Vivimos en una sociedad en la que han sido sustituidos los valores por las leyes del mercado. Valores básicos como justicia, dignidad, igualdad, solidaridad, fraternidad, libertad o el más valioso, el derecho a la vida, se diluyen en un mercado sediento de éxitos efímeros y oropeles vanos. De ahí surge el deterioro de las relaciones humanas, porque no deberíamos olvidar que los seres humanos no tienen precio, sino valor.
El problema es que se confunde valor con precio, según sentencia que nos llega, surcando el tiempo, de nuestro insigne Francisco de Quevedo; una afirmación que, tiempo después, popularizaría Antonio Machado: "Sólo el necio confunde valor con precio". Lamentablemente, la realidad es tozuda y sigue habiendo muchos necios en el mundo que siguen empecinados en lo mismo.
Por supuesto, salvo el ser humano, casi todo tiene su precio, aunque con frecuencia no sepamos desvelar su valor, lo que suele colocarnos en situaciones al menos confusas. Para ir en una determinada dirección lo primero que tenemos que saber es a dónde queremos ir; y no sólo a dónde, sino para qué y por qué. Claro que para no cometer errores irreversibles, es conveniente no perder de vista los valores que nos motivan y creer en ellos; dicho con otras palabras, tener presente el precio que es preciso pagar y si merece la pena intentarlo.
Nuestro mundo está lleno de ambiciones y escaso de esperanzas, y pasamos por él sometidos a una permanente improvisación. "Lo inesperado es nuestra esperanza", en palabras del diplomático y filósofo Federico Mayor Zaragoza; un pensamiento que nos pone sobre aviso del peligro que corremos cuando vivimos al albur de los acontecimientos, sin marcarnos una meta, un objetivo y depositamos en la improvisación nuestra esperanza. La permaz falta de meditación llega al punto de que ignoremos con frecuencia el alcance de nuestra realidad. Y si no conocemos la realidad, jamás podremos transformarla cuando no nos agrada, ni aún siquiera podremos disfrutarla plenamente, cuando nos satisface.
Es necesario extender la vista al futuro, tan lejos como nos lo permita nuestra capacidad de percepción. Ver lo invisible, ese ha de ser el objetivo central de nuestra vida; ver lo invisible para poder llegar a conquistar lo imposible. En realidad, lo que vemos es mentira, lo invisible es lo real. La cáscara no es lo que da sentido a la nuez, sino el fruto que custodia. Lo dijo con otras palabras el escritor francés Antoine de Saint-Exuppéry en su obra universal El principito: "Lo esencial es invisible a los ojos", es decir, el verdadero valor de las cosas no siempre es evidente, como puede ser la amistad o el amor. Ese es el mensaje que trasciende de las palabras que nos han llegado de Jesús de Nazaret quien, entre otras sentencias, afirmó "Conoceréis la verdad y la verdad os hará libres". Dos palabras clave: conocer y verdad.

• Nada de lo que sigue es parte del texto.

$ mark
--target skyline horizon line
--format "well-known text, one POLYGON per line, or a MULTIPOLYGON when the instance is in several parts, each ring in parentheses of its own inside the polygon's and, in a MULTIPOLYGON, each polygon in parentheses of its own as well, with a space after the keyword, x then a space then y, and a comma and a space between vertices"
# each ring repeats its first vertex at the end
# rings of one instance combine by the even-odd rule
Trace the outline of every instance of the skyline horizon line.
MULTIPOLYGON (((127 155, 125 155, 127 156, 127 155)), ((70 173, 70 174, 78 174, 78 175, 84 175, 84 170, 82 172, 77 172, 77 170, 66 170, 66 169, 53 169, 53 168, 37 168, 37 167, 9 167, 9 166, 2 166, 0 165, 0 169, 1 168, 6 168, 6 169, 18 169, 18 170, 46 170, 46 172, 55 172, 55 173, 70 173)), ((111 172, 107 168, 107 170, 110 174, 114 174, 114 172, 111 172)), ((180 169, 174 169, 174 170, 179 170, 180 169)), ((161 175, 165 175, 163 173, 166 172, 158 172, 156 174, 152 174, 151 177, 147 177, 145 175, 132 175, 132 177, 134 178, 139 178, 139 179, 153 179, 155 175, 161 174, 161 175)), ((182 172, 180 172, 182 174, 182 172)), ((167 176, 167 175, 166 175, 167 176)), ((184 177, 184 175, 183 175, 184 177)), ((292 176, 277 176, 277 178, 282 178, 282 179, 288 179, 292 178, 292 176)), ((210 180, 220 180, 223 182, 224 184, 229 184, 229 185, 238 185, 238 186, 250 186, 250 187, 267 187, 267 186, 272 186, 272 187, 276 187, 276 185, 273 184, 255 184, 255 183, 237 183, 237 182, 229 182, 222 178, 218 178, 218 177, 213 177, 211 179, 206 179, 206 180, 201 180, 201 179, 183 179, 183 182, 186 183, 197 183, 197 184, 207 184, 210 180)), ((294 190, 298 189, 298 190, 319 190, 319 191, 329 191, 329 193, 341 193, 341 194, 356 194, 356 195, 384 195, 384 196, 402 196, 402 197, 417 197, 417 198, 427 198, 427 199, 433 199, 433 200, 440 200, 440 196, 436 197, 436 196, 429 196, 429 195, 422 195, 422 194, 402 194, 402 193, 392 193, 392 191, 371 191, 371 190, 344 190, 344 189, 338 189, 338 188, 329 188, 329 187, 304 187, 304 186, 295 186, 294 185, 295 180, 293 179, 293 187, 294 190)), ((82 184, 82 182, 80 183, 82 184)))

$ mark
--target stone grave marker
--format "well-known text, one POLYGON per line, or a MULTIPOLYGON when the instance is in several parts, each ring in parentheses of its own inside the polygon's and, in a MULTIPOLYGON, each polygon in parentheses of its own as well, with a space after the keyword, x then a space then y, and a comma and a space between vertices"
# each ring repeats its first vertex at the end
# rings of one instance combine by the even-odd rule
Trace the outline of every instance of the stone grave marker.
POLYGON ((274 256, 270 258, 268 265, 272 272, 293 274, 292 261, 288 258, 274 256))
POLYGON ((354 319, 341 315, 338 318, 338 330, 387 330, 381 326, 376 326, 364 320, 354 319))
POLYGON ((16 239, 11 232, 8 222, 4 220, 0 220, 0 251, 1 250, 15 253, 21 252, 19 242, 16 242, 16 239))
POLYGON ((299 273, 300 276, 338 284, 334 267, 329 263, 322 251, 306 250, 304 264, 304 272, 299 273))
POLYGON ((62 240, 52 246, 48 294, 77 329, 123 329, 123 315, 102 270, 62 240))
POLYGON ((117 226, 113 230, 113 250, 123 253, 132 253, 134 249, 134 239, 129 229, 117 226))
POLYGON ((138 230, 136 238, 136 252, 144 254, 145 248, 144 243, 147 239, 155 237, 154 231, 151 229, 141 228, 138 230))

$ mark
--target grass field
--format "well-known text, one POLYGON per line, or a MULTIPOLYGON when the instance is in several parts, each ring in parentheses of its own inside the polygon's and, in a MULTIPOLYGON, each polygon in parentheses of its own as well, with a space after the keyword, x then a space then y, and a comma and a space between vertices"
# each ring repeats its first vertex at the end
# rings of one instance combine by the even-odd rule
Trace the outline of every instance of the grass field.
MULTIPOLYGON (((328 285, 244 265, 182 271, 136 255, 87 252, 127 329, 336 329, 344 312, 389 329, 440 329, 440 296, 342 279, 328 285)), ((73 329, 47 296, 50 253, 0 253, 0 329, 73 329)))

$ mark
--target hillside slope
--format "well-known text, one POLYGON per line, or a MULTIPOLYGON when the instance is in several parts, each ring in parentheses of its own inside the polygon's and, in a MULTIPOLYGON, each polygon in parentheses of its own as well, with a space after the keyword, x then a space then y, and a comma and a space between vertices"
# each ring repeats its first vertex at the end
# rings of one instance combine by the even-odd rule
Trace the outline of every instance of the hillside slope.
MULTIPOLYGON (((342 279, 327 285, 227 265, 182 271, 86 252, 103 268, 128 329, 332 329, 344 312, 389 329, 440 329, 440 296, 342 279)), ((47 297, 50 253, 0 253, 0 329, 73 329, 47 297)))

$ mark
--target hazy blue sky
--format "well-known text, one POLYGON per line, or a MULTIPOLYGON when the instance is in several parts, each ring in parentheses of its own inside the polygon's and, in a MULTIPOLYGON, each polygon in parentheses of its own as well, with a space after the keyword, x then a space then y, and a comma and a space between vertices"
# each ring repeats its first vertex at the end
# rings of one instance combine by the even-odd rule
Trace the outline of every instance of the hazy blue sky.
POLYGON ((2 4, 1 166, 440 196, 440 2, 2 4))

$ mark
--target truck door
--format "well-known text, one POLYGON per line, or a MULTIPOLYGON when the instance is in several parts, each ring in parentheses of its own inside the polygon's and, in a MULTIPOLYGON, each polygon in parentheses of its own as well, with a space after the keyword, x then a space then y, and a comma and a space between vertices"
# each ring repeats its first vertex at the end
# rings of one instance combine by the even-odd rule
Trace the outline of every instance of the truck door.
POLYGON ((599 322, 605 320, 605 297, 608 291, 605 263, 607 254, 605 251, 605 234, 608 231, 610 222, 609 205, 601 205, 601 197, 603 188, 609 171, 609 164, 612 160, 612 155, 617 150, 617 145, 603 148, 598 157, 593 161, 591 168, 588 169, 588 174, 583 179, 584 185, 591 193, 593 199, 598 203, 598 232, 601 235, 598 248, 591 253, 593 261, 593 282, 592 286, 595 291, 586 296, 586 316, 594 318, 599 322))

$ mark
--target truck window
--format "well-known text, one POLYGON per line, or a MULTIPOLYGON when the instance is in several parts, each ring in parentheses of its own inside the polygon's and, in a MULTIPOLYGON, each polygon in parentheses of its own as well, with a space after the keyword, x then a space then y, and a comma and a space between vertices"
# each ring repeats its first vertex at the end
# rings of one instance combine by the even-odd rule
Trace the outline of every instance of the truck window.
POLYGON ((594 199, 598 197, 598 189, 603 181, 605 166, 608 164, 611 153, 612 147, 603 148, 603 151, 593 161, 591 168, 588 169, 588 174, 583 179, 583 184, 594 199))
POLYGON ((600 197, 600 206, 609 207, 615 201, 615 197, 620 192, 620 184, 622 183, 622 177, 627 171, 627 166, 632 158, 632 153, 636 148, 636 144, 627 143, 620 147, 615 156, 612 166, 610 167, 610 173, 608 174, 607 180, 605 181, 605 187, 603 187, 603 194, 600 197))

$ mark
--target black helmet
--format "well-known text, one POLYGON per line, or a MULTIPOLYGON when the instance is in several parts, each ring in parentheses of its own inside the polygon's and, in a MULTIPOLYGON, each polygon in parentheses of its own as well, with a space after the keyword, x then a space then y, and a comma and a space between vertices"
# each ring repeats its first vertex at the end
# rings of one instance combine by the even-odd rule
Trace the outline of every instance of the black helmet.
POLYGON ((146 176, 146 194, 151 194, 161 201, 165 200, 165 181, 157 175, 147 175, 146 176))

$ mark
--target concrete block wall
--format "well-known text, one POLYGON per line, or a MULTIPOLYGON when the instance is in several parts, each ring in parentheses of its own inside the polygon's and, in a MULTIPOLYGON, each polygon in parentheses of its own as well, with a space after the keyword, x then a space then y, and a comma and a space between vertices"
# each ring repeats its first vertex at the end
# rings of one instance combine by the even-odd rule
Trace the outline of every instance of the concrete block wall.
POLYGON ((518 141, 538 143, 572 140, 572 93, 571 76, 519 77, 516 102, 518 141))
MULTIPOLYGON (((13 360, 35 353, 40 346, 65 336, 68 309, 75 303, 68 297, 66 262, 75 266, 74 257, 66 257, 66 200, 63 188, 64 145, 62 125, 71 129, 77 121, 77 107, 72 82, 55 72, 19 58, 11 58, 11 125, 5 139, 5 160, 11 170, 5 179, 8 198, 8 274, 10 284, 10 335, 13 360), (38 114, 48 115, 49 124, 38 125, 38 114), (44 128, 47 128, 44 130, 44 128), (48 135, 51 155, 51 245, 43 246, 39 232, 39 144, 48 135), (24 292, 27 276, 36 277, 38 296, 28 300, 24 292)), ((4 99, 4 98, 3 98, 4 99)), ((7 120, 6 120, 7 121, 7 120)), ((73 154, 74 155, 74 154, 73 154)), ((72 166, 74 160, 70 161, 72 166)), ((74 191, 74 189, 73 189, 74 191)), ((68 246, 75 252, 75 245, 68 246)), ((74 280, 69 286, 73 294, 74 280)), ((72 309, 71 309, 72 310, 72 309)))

Lo que encierra mayor peligro es la pasividad silenciosa de los poderes constituidos, sean civiles o religiosos, ante el desprecio a los valores humanos. El problema de fondo es actuar sobre los efectos y no sobre las causas; y, sobre todo, confundir los efectos con las causas.
Aprender a ver con los ojos del alma es comenzar a percibir la realidad en su verdadera dimensión; sobre todo, comenzar a ser conscientes de la relatividad que tiene todo aquello que nos rodea. "Todo es relativo menos Dios y el hambre" es la conclusión a la que llega el obispo Pedro Casaldáliga. Pero "a Dios nadie le ha visto jamás", según percibe el evangelista Juan (Juan 1:18), luego, sin ser Dios relativo, la realidad que percibimos acerca de Dios sí lo es. Por consiguiente, el afán del ser humano debería centrarse en conocer la verdad, la verdad de todo y, por extensión, la verdad de Dios.